Quantitative changes in the IHC ribbon synapses induced by noise exposure. The ribbon synapses were labeled with anti-CtBP2 (green). The cell nuclei were labeled with DAPI (blue). A significant reduction in ribbon synapses immunostaining spots was shown in the 3-month exposed group, especially near the middle range (scale bar = 5 μm). The average number of ribbon synapses in each IHC was calculated. No significant difference was observed between the UNE1M and E1M groups. Compared to the UNE1M group, the number of ribbon synapses decreased from the 50% location to the bottom in the UNE3M group. Compared to the UNE3M group, the loss of synapses in the E3M group affected almost the entire length of the cochlea, with the most severe loss presented in the middle region (30-70% from the apex) (n = 5 per group). Data are presented as mean ± SD. #P<0.05, ##P<0.01 vs. UNE1M; *P<0.05, **P<0.01, ***P<0.001 vs. E3M.

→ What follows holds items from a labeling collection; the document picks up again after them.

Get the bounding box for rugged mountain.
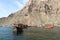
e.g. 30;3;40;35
0;0;60;26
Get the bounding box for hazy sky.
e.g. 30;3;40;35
0;0;28;18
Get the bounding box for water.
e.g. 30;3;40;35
0;27;60;40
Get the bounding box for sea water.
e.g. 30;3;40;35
0;26;60;40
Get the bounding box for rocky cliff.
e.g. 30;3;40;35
0;0;60;26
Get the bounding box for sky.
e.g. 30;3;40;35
0;0;28;18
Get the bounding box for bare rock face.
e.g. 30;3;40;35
0;0;60;26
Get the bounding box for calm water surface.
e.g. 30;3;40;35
0;27;60;40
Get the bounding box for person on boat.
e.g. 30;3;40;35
16;24;23;33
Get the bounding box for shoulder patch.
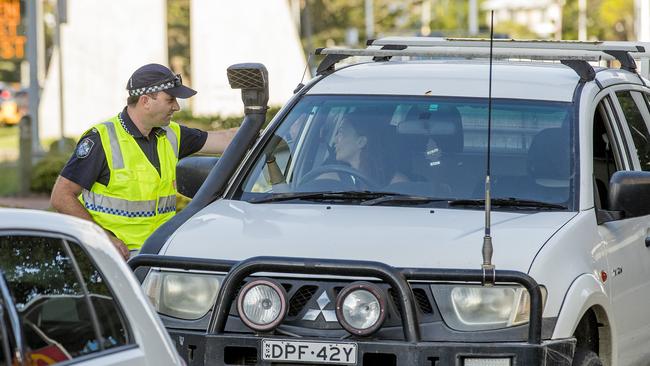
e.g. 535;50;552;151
75;137;95;159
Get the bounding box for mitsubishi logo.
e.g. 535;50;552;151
302;290;337;322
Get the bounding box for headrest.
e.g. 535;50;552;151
397;106;463;152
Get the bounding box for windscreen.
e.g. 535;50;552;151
239;95;574;206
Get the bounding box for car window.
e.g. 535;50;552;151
0;297;12;366
239;95;574;204
592;101;624;210
0;235;129;362
616;91;650;171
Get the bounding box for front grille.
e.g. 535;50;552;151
388;288;433;314
413;288;433;314
288;285;318;316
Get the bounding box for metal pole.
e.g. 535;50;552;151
636;0;650;78
468;0;478;36
54;0;65;153
366;0;375;39
578;0;587;41
302;0;316;75
27;0;43;155
420;0;431;36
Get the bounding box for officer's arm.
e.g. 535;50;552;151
199;128;237;154
50;176;93;221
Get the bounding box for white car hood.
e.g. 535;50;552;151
161;200;576;272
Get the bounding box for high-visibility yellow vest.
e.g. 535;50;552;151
79;115;181;250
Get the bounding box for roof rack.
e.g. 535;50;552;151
315;37;650;80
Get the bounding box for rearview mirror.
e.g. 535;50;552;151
176;156;219;198
609;170;650;218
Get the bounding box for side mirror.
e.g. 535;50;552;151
609;170;650;218
176;156;219;198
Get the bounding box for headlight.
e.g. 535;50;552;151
237;279;287;332
431;285;546;330
336;282;386;336
142;270;223;320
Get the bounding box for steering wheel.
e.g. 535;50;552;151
298;164;377;189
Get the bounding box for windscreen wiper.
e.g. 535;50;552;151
361;193;442;206
249;191;394;203
448;197;567;210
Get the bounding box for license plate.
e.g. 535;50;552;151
262;339;357;365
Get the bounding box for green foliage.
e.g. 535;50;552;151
167;0;192;79
0;162;19;196
562;0;636;41
29;138;76;194
29;153;70;193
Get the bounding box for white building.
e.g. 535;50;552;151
39;0;309;138
190;0;309;115
39;0;167;138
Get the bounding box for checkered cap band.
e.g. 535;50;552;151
129;74;183;97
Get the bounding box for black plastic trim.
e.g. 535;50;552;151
603;50;636;73
128;255;542;345
0;269;27;364
170;330;576;366
316;53;350;75
560;60;596;83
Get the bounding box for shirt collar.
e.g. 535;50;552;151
119;107;165;139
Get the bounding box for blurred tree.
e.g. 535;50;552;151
302;0;484;47
167;0;192;84
562;0;636;41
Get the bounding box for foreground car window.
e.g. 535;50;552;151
0;235;129;361
239;96;574;206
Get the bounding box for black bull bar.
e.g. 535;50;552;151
128;254;543;345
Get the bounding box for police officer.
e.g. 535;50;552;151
51;64;235;259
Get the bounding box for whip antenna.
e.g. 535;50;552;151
481;10;496;286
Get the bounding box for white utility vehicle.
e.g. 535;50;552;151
131;38;650;366
0;209;184;366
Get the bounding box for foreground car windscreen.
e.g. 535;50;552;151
237;96;575;209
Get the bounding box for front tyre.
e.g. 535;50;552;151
571;348;603;366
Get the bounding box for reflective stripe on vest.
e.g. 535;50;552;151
79;116;180;249
154;195;176;214
163;126;178;159
102;122;124;169
81;189;157;217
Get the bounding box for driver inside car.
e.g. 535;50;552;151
310;111;407;190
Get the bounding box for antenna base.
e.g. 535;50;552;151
481;264;497;287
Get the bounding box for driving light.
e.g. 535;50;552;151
431;285;547;331
142;270;223;320
336;282;386;336
237;279;287;332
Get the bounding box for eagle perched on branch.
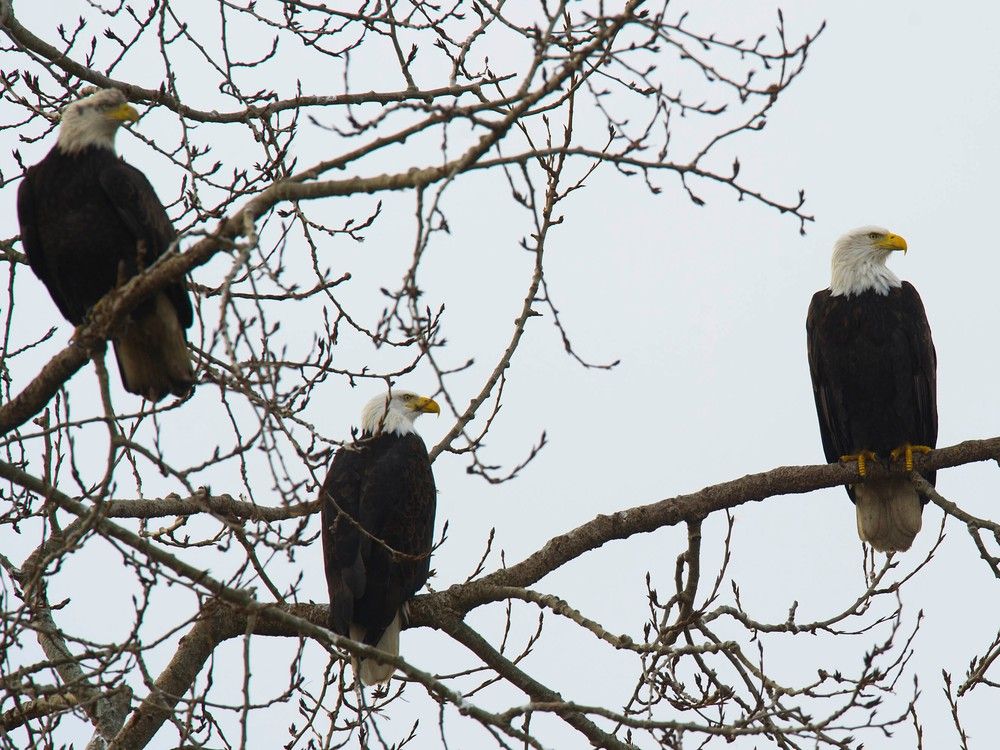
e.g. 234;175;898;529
806;227;937;552
319;391;441;685
17;89;195;401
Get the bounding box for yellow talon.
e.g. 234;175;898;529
840;451;878;479
889;443;934;471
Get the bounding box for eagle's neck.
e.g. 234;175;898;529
830;249;903;297
361;401;415;435
56;118;117;154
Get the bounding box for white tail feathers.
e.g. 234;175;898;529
114;292;194;401
854;477;923;552
349;612;399;685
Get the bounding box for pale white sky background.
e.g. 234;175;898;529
0;0;1000;748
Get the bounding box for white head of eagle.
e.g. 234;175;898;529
57;89;139;154
361;391;441;435
830;227;906;297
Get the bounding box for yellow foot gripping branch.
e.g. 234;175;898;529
889;443;934;471
840;451;878;479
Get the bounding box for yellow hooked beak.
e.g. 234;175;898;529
875;232;906;255
107;104;139;122
410;396;441;414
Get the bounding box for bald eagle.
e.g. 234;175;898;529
806;227;937;552
319;391;440;685
17;89;194;401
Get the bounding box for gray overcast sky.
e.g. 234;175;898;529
0;0;1000;748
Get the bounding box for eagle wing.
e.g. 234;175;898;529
320;445;369;635
806;289;852;463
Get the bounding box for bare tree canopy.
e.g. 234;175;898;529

Combined long-term environmental noise exposure and aging aggravated hearing loss

The ABR thresholds were higher in the UNE3M group than in the UNE1M group for frequencies over 16 kHz (P<0.05); however, the thresholds further increased in the E3M group, as previously mentioned. In the E3M group, the threshold value increased across the full frequency range and was most concentrated at the 8-24 kHz region (Figure 1). Thus, the changes in hearing threshold were more extensive and drastic after long-term exposure to environmental noise.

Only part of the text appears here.